Power & Market

Comprender el resentimiento contra el capitalismo

Una de las grandes ironías del resentimiento anticapitalista es que la envidia y el desprecio que alimentan la oposición al mercado no surgen de las rígidas jerarquías producidas por la libertad y el intercambio voluntario, sino de un malentendido fundamental sobre la diferencia entre libertad y estatismo.

Lo que el ser humano medio llama hoy «capitalismo» no es capitalismo en absoluto, sino estatismo, una forma de esclavitud envuelta en la apariencia externa de los mercados. Es un sistema de dos clases: los que controlan los medios de coacción y los que están sujetos a sus órdenes. Un sistema en el que una clase dominante redacta las leyes y manipula el dinero, al tiempo que protege violentamente las empresas favorecidas que buscan rentas dentro de su propio círculo. Alrededor de este núcleo se encuentra una zona periférica de lo que se suele llamar «actividad de mercado».

Al ciudadano común se le permite comerciar, pero solo en sectores marginales.
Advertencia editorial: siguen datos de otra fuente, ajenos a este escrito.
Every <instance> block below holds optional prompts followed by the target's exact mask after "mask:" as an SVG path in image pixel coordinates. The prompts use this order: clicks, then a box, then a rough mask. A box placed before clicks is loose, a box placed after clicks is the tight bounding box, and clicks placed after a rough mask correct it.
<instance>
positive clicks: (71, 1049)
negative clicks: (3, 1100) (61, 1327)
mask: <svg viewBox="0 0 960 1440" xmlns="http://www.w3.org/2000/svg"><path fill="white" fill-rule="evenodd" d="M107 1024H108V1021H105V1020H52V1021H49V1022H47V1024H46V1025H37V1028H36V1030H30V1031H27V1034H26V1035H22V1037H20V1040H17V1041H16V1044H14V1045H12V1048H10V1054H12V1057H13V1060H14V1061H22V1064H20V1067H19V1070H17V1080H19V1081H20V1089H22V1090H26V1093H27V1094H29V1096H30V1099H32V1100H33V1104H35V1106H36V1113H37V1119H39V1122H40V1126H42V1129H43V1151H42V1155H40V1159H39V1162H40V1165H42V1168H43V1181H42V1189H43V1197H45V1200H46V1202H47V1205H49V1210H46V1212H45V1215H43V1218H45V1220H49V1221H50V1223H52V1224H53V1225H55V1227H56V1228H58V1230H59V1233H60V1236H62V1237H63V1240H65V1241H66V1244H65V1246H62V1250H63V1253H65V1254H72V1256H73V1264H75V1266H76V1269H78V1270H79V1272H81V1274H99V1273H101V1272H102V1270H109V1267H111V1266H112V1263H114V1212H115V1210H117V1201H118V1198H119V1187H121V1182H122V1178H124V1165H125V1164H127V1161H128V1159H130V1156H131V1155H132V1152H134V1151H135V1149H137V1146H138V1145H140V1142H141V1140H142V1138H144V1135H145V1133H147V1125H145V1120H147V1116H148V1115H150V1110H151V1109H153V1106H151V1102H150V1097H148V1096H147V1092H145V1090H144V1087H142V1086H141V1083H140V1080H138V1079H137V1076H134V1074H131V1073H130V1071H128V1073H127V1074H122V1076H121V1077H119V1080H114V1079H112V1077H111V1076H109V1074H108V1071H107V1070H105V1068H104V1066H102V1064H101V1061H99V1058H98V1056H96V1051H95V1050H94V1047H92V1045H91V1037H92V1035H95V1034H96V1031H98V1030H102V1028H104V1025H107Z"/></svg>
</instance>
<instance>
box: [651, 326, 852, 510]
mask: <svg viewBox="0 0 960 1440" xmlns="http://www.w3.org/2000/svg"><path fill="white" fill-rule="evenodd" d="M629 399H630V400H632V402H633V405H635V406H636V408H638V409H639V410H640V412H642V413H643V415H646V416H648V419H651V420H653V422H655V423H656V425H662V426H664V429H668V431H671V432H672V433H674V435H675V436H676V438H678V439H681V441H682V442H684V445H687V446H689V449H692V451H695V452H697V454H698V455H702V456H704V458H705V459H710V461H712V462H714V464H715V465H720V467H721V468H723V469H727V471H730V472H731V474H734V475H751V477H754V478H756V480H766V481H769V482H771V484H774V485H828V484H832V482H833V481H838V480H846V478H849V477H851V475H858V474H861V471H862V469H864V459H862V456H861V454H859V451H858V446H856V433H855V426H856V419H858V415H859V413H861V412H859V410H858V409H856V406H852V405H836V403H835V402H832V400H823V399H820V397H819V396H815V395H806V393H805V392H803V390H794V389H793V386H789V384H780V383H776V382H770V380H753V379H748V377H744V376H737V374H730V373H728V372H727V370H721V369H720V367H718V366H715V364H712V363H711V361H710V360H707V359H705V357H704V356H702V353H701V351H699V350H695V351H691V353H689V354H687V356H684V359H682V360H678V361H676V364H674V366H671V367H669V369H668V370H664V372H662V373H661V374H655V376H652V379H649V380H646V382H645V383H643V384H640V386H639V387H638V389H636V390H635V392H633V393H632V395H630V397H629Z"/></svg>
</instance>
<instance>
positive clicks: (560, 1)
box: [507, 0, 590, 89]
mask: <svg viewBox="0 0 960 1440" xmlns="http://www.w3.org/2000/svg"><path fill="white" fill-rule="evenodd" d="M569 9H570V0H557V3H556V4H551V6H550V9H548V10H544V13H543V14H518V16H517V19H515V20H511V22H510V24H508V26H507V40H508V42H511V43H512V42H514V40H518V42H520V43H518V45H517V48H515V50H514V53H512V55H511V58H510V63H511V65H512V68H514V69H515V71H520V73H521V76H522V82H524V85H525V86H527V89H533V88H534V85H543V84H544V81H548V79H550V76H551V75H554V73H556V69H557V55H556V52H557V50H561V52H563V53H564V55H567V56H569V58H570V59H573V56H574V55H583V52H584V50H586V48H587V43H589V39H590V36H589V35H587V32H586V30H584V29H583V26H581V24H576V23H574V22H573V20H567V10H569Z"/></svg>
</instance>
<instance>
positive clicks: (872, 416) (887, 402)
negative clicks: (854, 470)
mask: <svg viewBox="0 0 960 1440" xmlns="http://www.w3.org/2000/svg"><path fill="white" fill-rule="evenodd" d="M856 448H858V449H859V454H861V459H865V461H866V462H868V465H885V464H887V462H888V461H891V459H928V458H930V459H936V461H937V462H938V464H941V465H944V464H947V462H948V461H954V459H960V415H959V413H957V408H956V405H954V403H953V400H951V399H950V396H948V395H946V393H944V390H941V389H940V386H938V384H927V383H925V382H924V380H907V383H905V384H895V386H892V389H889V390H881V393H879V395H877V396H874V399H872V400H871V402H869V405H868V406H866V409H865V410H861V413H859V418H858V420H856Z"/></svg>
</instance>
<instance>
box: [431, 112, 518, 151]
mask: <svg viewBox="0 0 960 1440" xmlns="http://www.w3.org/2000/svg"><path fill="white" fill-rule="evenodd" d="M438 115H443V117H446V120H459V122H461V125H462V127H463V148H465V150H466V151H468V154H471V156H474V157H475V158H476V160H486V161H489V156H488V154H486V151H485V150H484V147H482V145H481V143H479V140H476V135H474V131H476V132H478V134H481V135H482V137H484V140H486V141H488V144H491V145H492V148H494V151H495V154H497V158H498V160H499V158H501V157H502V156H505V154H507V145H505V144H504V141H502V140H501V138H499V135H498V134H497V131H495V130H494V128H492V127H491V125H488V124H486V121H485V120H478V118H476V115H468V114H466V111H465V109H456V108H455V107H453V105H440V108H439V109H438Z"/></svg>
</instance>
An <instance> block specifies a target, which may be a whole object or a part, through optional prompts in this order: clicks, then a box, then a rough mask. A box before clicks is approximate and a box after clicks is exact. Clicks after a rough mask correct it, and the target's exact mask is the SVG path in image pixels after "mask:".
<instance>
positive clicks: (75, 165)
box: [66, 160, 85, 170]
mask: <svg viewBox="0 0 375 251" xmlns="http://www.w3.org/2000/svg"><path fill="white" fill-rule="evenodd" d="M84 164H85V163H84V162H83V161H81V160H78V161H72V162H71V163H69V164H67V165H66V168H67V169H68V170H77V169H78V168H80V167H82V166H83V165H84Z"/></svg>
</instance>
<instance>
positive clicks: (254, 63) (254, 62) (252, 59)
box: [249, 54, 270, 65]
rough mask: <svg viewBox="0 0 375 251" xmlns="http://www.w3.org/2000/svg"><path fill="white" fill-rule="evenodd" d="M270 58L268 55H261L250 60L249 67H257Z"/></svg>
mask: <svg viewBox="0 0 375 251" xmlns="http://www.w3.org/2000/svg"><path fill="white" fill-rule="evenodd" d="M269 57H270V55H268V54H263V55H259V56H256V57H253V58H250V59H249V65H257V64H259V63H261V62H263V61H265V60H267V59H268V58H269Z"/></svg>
Su actividad se tolera siempre y cuando no amenace el poder establecido. El «mercado libre» se convierte en un escenario, detrás del cual todos los sectores importantes están dominados por élites con conexiones políticas, aisladas de las pérdidas y la competencia. Este orden pseudocapitalista no sirve a nadie más que a sus propios administradores. Es colectivista en su estructura, ya que niega el papel del individuo como elegidor y lo sustituye por una planificación arbitraria y el favoritismo. La exclusión del hombre común no es prueba del fracaso del capitalismo, sino de su ausencia.

El capitalismo no excluye, sino que emancipa. No eleva a una clase, sino que disuelve las castas. No centraliza el control, sino que lo dispersa a través del plebiscito diario del mercado. No existe tal cosa como una «economía mixta». La libertad y la coacción no pueden coexistir en la misma esfera sin que una desplace progresivamente a la otra. La «economía mixta» no es más que la lenta y engañosa transición de una a otra.
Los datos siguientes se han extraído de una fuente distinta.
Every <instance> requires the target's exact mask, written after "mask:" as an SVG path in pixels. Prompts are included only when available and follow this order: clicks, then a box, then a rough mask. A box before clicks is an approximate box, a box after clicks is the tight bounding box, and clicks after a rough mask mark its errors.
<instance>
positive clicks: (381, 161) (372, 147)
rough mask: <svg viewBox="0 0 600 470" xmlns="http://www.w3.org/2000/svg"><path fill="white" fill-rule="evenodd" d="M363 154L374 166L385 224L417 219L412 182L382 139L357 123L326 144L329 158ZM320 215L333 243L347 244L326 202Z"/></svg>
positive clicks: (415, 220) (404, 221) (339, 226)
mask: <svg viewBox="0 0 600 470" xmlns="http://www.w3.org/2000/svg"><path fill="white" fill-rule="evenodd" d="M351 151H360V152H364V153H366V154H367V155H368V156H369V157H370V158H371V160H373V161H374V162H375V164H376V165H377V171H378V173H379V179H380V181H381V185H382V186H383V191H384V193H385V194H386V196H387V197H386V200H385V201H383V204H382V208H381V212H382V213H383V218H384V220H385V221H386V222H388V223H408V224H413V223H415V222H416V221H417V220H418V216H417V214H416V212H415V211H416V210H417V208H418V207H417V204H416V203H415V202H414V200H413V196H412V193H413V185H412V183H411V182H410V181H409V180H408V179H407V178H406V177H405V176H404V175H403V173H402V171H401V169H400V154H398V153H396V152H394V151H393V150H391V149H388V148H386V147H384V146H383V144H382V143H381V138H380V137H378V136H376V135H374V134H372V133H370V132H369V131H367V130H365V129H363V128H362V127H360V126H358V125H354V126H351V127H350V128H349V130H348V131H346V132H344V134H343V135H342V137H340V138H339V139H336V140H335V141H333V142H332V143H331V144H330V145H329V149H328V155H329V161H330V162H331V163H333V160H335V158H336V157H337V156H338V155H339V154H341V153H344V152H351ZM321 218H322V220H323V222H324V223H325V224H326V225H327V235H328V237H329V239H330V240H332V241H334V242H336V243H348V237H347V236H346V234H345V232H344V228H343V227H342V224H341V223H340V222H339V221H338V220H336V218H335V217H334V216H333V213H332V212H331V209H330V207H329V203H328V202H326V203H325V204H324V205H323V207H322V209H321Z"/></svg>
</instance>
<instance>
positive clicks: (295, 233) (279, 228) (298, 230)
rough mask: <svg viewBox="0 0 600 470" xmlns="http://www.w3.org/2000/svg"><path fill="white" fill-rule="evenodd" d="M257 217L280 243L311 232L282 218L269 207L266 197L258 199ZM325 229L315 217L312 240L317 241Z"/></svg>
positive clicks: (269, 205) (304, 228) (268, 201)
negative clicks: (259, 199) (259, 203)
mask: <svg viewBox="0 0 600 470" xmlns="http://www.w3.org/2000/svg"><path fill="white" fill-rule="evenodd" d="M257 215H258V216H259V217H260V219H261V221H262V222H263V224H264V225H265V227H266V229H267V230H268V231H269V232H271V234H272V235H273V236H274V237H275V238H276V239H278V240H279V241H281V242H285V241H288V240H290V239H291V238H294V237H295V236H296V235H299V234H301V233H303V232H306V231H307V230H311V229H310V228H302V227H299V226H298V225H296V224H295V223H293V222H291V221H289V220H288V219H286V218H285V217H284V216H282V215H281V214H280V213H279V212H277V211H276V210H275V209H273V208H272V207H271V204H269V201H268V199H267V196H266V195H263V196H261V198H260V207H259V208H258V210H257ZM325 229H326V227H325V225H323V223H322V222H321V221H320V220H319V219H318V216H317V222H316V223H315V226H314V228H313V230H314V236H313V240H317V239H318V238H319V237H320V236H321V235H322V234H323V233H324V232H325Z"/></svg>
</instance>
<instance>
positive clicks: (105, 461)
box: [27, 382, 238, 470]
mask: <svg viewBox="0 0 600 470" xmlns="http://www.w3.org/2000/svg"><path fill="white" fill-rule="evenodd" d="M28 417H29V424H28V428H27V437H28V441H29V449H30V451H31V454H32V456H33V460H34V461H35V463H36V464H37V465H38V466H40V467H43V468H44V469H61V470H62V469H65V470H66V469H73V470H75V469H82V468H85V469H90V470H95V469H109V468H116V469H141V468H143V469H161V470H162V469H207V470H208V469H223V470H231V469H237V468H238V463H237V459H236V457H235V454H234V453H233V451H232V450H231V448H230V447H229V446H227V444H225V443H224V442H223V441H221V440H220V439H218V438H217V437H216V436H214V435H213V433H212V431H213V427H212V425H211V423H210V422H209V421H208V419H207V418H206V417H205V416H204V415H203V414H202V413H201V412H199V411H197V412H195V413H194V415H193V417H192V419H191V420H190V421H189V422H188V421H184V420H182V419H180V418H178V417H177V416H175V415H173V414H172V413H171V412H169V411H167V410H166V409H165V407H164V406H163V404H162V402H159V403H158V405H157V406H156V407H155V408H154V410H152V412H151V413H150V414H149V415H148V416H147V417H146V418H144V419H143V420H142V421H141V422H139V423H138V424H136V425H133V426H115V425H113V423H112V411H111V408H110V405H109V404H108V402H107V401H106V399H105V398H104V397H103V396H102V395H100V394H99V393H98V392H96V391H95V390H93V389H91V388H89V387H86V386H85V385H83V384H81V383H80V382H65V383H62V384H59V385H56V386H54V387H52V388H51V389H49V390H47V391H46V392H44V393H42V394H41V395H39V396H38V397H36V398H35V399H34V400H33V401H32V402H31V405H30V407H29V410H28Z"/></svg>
El Estado interviene lo justo para distorsionar los precios, el crédito y la producción; luego, cuando se produce el desorden, culpa al mercado, nunca a la intervención. Cada fracaso se convierte en pretexto para un mayor control, y así continúa la espiral hasta llegar a su conclusión lógica: el Estado total. No se trata de un orden estable, sino de una tiranía que invariablemente termina en pobreza, estancamiento y colapso.

Irónicamente, quienes odian más violentamente el capitalismo suelen ser sus mayores devotos. Exigen justicia, mérito y recompensa, y sin embargo, estas son virtudes capitalistas. Lo que rechazan no es el capitalismo, sino su imparcialidad. Anhelan resultados capitalistas en un sistema que no los produce, ni puede producirlos. No se dan cuenta de que solo el capitalismo ofrece un mecanismo por el que esa justicia puede existir: la libertad y el intercambio voluntario, donde el valor no viene determinado por la fuerza o los privilegios, sino por el libre juicio de otros que eligen comprar o abstenerse.

Su retórica invoca la «igualdad», la «justicia» y «el pueblo», pero bajo esa cortina de humo se esconde un profundo anhelo de lo que precisamente ofrece el capitalismo: el reconocimiento del esfuerzo y el valor individual. Si pudieran despejar la niebla del resentimiento y ver con claridad, se darían cuenta de que no odian el capitalismo, sino que son amantes decepcionados del mismo.